A pesquisa revela uma crescente abertura ao consumidor para a adoção de novas tecnologias e compras por meio de canais não tradicionais, mas os consumidores irlandeses atrasam os colegas globais. O bem-estar pessoal orientado a tecnologia está aumentando, com 64% dos consumidores irlandeses agora usando aplicativos de saúde ou dispositivos vestíveis com uma notável tecnologias de alavancagem em grupo, como monitoramento de exercícios, saúde mental e rastreamento do sono (global: 70%). Um quinto dos consumidores irlandeses (20%) confirmou que o uso de aplicativos ou dispositivos vestíveis mudou significativamente seus hábitos diários (global: 34%).

76%se sentem confortáveis ​​usando a IA generativa (GENAI) em uma variedade de áreas de nutrição e planejamento de saúde (global: 85%): mais de quatro anos (44%) se sentem à vontade para integrar o Genai ao planejamento de refeições (global: 47%); 37% ficam felizes em usar a tecnologia para criar regimes de treinamento pessoal (global: 45%), indicando uma oportunidade para as empresas unificarem conveniência, saúde e tecnologia em um ecossistema coesivo.

Uma pequena proporção (5%) dos consumidores irlandeses agora também se aventura em espaços, como serviços de caixa de assinatura alimentar e entregas de kit de refeições algumas vezes por ano, com a tendência crescendo em um ritmo mais rápido em todo o mundo (13%).
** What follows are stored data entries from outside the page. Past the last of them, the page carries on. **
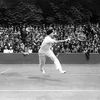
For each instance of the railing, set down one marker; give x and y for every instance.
(72, 58)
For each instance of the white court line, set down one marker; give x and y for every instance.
(50, 90)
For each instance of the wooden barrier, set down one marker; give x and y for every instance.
(64, 58)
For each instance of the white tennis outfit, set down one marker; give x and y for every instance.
(45, 50)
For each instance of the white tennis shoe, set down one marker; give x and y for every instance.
(43, 71)
(63, 71)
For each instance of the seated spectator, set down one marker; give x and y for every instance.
(6, 50)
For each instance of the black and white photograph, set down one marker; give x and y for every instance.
(49, 49)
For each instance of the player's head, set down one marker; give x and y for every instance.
(49, 31)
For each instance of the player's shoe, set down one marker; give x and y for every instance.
(43, 71)
(63, 72)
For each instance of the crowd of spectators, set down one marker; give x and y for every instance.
(18, 39)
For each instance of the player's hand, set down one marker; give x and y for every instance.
(68, 39)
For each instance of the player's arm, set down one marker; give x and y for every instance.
(68, 39)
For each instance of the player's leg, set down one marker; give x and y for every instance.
(42, 62)
(56, 61)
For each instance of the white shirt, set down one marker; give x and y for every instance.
(46, 44)
(6, 51)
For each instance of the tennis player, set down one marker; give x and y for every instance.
(45, 50)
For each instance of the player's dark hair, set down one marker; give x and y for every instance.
(49, 31)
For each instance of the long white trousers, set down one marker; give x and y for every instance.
(51, 55)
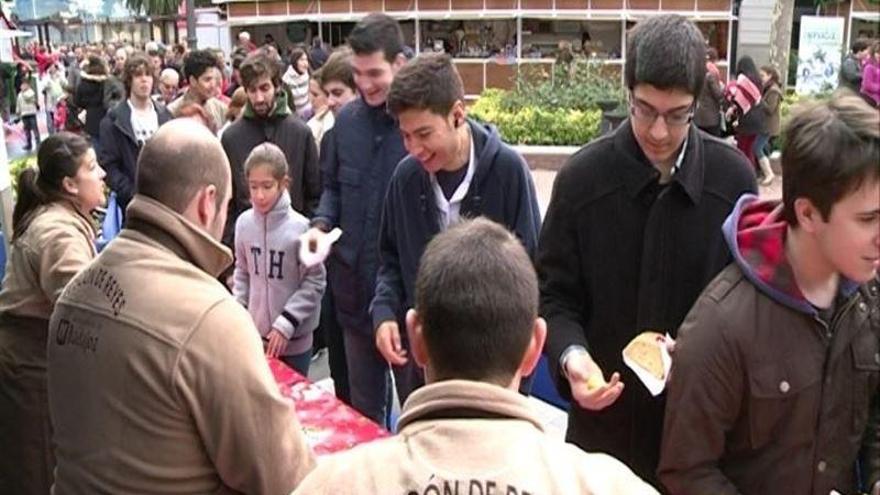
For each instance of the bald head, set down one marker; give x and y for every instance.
(182, 158)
Owen McFeely, diretor de prática de varejo e consumidor da PWC Irlanda, comentou: “Os consumidores de hoje querem tudo: acessibilidade, benefícios à saúde e conveniência. Atender a essas expectativas não é uma tarefa pequena – e está remodelando o cenário competitivo para as empresas de alimentos. Para ficar à frente, as empresas devem repensar os modelos tradicionais e adotar a inovação.

“A colaboração em áreas de serviço, como receita personalizada e planejamento de refeições, pode aumentar a lealdade do consumidor, enquanto a colaboração entre os setoras pode impulsionar o crescimento. Empresas que se conectam mais profundamente a uma rede de provedores de serviços, parceiros de logística e soluções de tecnologia para satisfazer a demanda por interações perfeitas serão os vencedores.
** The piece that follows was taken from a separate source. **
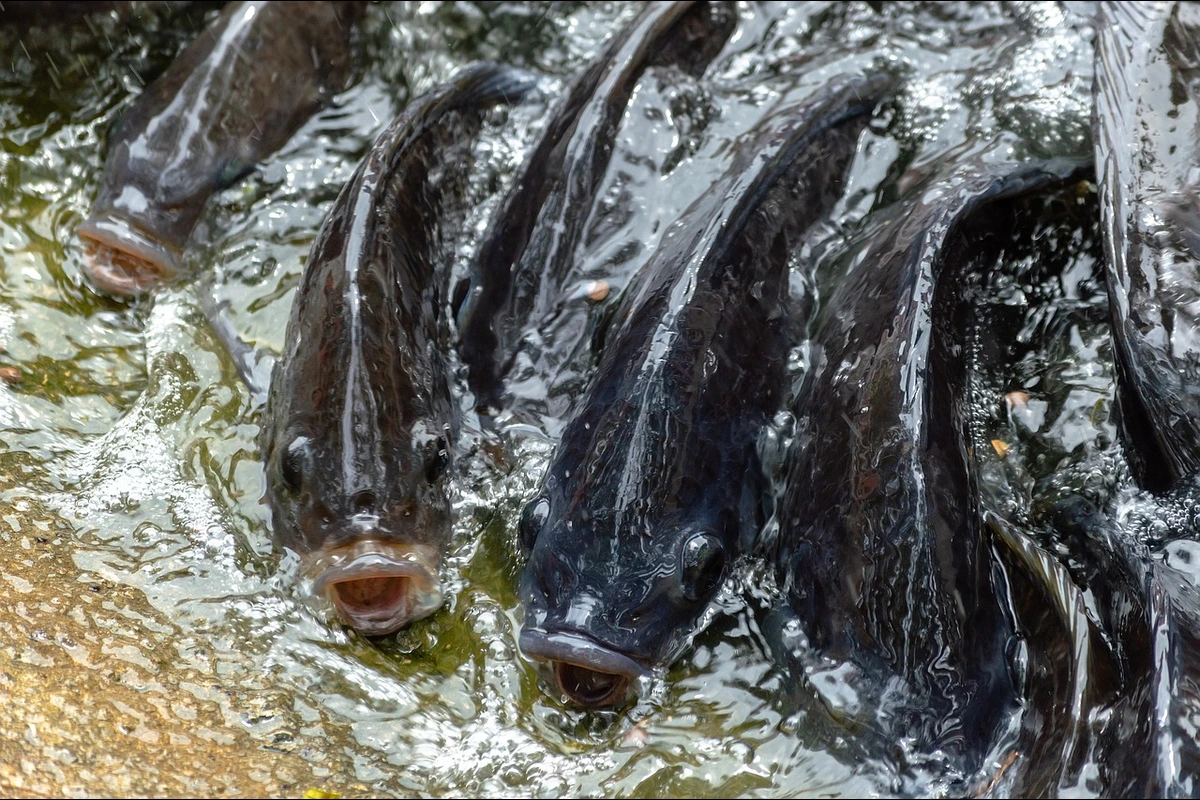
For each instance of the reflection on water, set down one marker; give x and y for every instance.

“A oportunidade reside no desenvolvimento de estratégias de negócios que equilibram a eficiência de custo-benefício com a capacidade de cumprir as aspirações em evolução do consumidor. E trabalhando em estreita colaboração com parceiros e fornecedores do ecossistema, as empresas podem encontrar maneiras inovadoras de aumentar as margens de lucro ou transmitir economias para custar consumidores conscientes”.